Disebut jarak dekat atau lokal karena jeda sejak terjadi gempa hingga menimbulkan tsunami terjadi setelah 0-30 menit. Jarak dari pusat gempa menuju lokasi tsunami sejauh 200 kilometer. Daerah di sekitar gempa mungkin merasakan getaran yang amat hebat hingga menimbulkan kerusakan pada bangunan. Tanda-tanda sebelum terjadi tsunami adalah terasanya getaran yang hebat disertai dengan pasang-surut air laut. Adapun alat pendeteksi gempa bumi yaitu:

  • Accelerograph, biasa disebut juga strong motion seismograph. Alat ini dipasang hanya untuk mendeteksi getaran kuat saja, dilengkapi dengan alarm dan sistem komunikasi untuk menyebar berita, kontrol operasional, dan perawatan jarak jauh.
  • Tide gauge, yakni alat untuk mengukur perubahan muka laut, yang disebabkan oleh pasang dan surut harian muka laut yang disebabkan oleh gaya tarik bulan dan matahari (normal), angin, atau tsunami. Informasi yang dibutuhkan untuk peringatan dini (early warning) adalah pasang surut saat sebelum terjadinya tsunami di lokasi bersangkutan, kemudian pasang naik mengakibatkan tsunami menjadi informasi untuk lokasi yang lebih jauh.
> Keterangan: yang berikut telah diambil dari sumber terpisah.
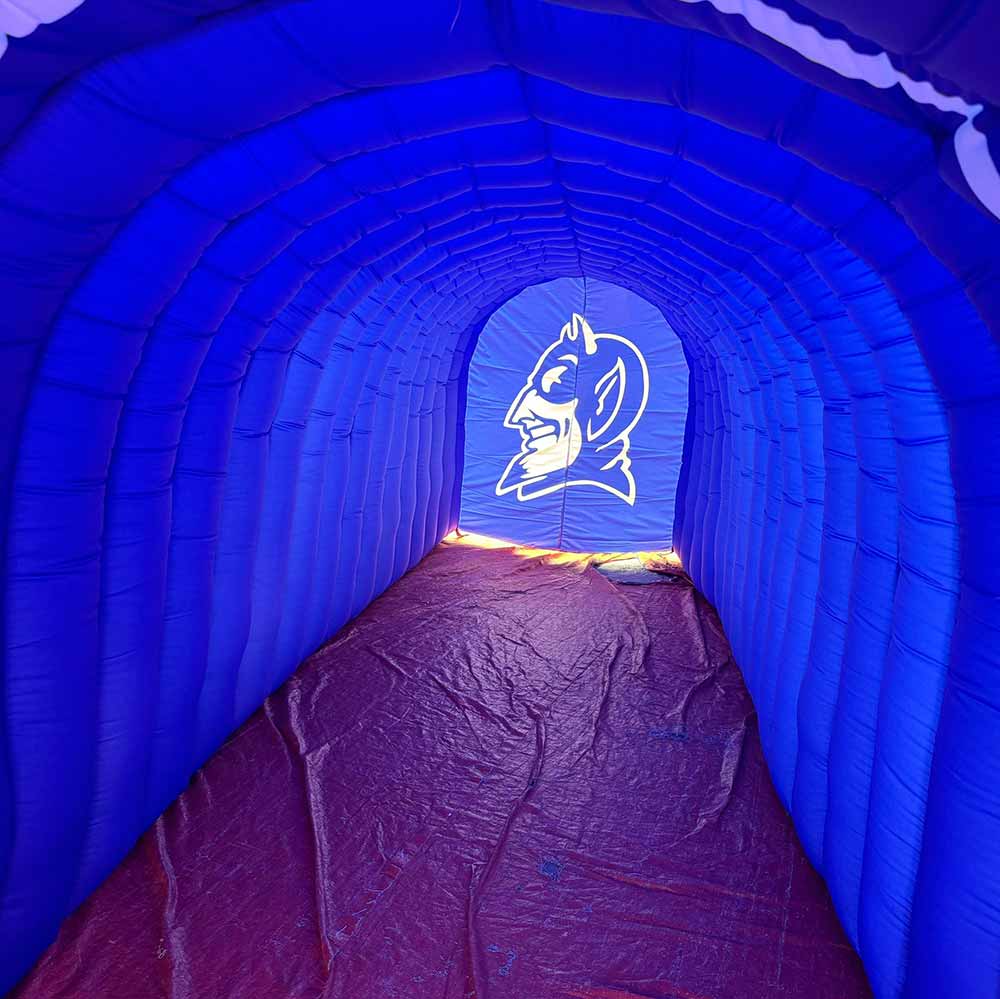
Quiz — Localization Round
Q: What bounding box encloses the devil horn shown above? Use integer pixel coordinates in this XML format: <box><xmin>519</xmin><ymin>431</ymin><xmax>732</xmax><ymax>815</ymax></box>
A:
<box><xmin>570</xmin><ymin>312</ymin><xmax>597</xmax><ymax>355</ymax></box>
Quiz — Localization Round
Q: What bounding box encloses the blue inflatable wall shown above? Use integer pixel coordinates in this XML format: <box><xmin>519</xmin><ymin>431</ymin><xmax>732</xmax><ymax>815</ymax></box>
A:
<box><xmin>459</xmin><ymin>277</ymin><xmax>689</xmax><ymax>552</ymax></box>
<box><xmin>0</xmin><ymin>0</ymin><xmax>1000</xmax><ymax>999</ymax></box>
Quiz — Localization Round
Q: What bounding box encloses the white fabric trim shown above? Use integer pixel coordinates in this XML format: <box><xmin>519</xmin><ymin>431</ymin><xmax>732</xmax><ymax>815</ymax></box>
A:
<box><xmin>678</xmin><ymin>0</ymin><xmax>1000</xmax><ymax>219</ymax></box>
<box><xmin>0</xmin><ymin>0</ymin><xmax>83</xmax><ymax>58</ymax></box>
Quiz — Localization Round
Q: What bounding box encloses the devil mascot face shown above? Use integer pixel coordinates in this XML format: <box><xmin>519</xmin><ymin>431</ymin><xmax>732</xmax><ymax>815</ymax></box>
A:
<box><xmin>496</xmin><ymin>313</ymin><xmax>649</xmax><ymax>505</ymax></box>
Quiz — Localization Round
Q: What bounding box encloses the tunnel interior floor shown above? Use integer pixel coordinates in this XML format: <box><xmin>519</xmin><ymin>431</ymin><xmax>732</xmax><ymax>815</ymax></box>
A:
<box><xmin>15</xmin><ymin>543</ymin><xmax>869</xmax><ymax>999</ymax></box>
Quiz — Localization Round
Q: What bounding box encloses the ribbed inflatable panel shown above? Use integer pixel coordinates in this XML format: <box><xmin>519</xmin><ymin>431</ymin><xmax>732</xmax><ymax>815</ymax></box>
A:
<box><xmin>0</xmin><ymin>0</ymin><xmax>1000</xmax><ymax>999</ymax></box>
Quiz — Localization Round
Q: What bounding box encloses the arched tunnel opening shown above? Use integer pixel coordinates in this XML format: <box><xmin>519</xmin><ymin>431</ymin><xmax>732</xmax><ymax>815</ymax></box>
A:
<box><xmin>0</xmin><ymin>0</ymin><xmax>1000</xmax><ymax>999</ymax></box>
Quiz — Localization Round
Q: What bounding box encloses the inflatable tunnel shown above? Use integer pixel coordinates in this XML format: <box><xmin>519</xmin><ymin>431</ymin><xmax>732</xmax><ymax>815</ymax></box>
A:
<box><xmin>0</xmin><ymin>0</ymin><xmax>1000</xmax><ymax>999</ymax></box>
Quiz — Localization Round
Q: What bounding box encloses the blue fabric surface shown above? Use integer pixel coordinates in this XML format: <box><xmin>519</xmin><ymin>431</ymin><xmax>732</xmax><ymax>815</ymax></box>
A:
<box><xmin>459</xmin><ymin>278</ymin><xmax>688</xmax><ymax>552</ymax></box>
<box><xmin>0</xmin><ymin>0</ymin><xmax>1000</xmax><ymax>999</ymax></box>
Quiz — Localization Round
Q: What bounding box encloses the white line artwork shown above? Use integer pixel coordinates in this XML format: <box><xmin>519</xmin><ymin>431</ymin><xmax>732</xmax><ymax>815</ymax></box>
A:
<box><xmin>496</xmin><ymin>312</ymin><xmax>649</xmax><ymax>506</ymax></box>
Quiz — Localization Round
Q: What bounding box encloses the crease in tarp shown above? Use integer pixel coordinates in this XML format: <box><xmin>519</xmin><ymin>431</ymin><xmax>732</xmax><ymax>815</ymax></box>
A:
<box><xmin>15</xmin><ymin>542</ymin><xmax>869</xmax><ymax>999</ymax></box>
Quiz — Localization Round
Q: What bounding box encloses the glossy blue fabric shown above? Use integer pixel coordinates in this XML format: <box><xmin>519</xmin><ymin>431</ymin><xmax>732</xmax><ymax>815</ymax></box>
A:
<box><xmin>0</xmin><ymin>0</ymin><xmax>1000</xmax><ymax>999</ymax></box>
<box><xmin>458</xmin><ymin>277</ymin><xmax>689</xmax><ymax>552</ymax></box>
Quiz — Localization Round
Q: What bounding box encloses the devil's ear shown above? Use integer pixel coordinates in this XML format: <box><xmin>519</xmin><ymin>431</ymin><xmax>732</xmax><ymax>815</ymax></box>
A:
<box><xmin>587</xmin><ymin>357</ymin><xmax>625</xmax><ymax>441</ymax></box>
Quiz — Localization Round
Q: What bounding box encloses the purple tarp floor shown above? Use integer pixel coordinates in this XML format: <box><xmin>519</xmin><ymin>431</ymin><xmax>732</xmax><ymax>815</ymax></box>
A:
<box><xmin>15</xmin><ymin>544</ymin><xmax>869</xmax><ymax>999</ymax></box>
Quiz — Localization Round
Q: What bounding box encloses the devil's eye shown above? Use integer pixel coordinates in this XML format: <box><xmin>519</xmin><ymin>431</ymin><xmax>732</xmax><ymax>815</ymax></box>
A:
<box><xmin>542</xmin><ymin>364</ymin><xmax>569</xmax><ymax>392</ymax></box>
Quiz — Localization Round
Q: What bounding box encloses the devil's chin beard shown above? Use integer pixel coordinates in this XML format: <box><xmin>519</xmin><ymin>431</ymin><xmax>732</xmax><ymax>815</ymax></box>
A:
<box><xmin>517</xmin><ymin>439</ymin><xmax>566</xmax><ymax>479</ymax></box>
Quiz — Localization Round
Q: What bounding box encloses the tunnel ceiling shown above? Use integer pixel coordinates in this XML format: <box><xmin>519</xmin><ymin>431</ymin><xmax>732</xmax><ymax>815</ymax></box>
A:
<box><xmin>0</xmin><ymin>0</ymin><xmax>1000</xmax><ymax>996</ymax></box>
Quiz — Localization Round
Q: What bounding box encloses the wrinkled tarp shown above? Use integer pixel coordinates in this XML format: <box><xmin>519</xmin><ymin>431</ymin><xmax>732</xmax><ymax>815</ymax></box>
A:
<box><xmin>15</xmin><ymin>543</ymin><xmax>869</xmax><ymax>999</ymax></box>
Kedua alat tersebut dipasang di tempat yang sama pada sebuah shekter di area pantai yang dilengkapi dengan alarm penanda bahaya. Peringatan pertama berasal dari accelerograph, kemudian disusul dengan peringatan dari tide gauge apabila terjadi perubahan muka air laut. Peringatan tersebut disampaikan kepada warga sekitar berupa alarm, petugas atau aparat setempat untuk memulai proses evakuasi, dan BMG pusat untuk monitoring dan informasi darurat agar disebarkan ke daerah berpotensi lainnya.

2. Tsunami jarak menengah

Dikatakan jarak menengah, karena jeda waktu dari setelah terjadi gempa hingga tsunami adalah 30 menit hingga 2 jam. Jarak dari pusat gempa hingga ke lokasi berkisar antara 200-1,000 kilometer,  yang mungkin saja masih merasakan gempa dengan intensitas II hingga V MMI (Modified Mercalli Intensity). Tanda sebelum terjadi tsunami adalah getaran kuat dan sering diikuti oleh laut pasang surut. Peralatan tanda bahaya juga dilengkapi alarm untuk memberi peringatan tanda bahaya, namun mungkin accelerograph tidak cukup berpengaruh karena getarannya lemah.

3. Tsunami jarak jauh

Disebut dengan jarak jauh, karena jeda waktu dari setelah terjadi gempa hingga tsunami bisa lebih dari dua jam. Jarak lokasi dari titik gempa melebihi 1,000 kilometer, karena itulah warga setempat tidak akan merasakan gempa. Pasang surut air laut masih mungkin terjadi sebelum gelombang tsunami datang. Pada daerah ini tidak diperlukan accelerograph.

Sejarah Tsunami

  • 1755 : Terjadi di Lisbon, Portugal. Menewaskan 60 ribu korban jiwa.
  • 1883 : Akibat letusan Gunung Krakatau di Indonesia, mengguncang Samudera Hindia dan Pasifik, hingga ke pantai barat Amerika dan Amerika Selatan. Menewaskan 36 ribu jiwa.
  • 1896 : Terjadi di Meiji Sanriku, Jepang. Tinggi mencapai 30 meter, menewaskan 27 ribu jiwa.
  • 1923 : Akibat gempa besar di Kanto, Jepang, meratakan Tokyo, Yokohama, dan sekitarnya.
  • 2004 : Gempa 9,1 Skala Richter di Samudera Hindia menimbulkan tsunami besar di Aceh, Indonesia. Terdapat delapan negara yang dilewati gelombang tersebut, yaitu Thailand, pantai timur India, Srilanka, bahkan pantai timur Afrika di Somalia, Kenya, dan Tanzania.
  • 2005 : Terjadi di lepas pantai Nias, Indonesia. Menewaskan 1,300 jiwa.
  • 2006 : Gempa 7,7 Skala Richter di Samudera Hindia, 200 kilometer dari Pangandaran, Indonesia, menyapu dengan gelombang tsunami setinggi 6 meter.
  • 2011 : Akibat gempa di pesisir timur Honshu, Jepang, membuat gelombang setinggi 10 meter.

Demikian artikel mengenai jenis jenis tsunami yang dapat kami sampaikan. Semoga informasi yang terdapat pada artikel ini dapa bermanfaat bagi anda.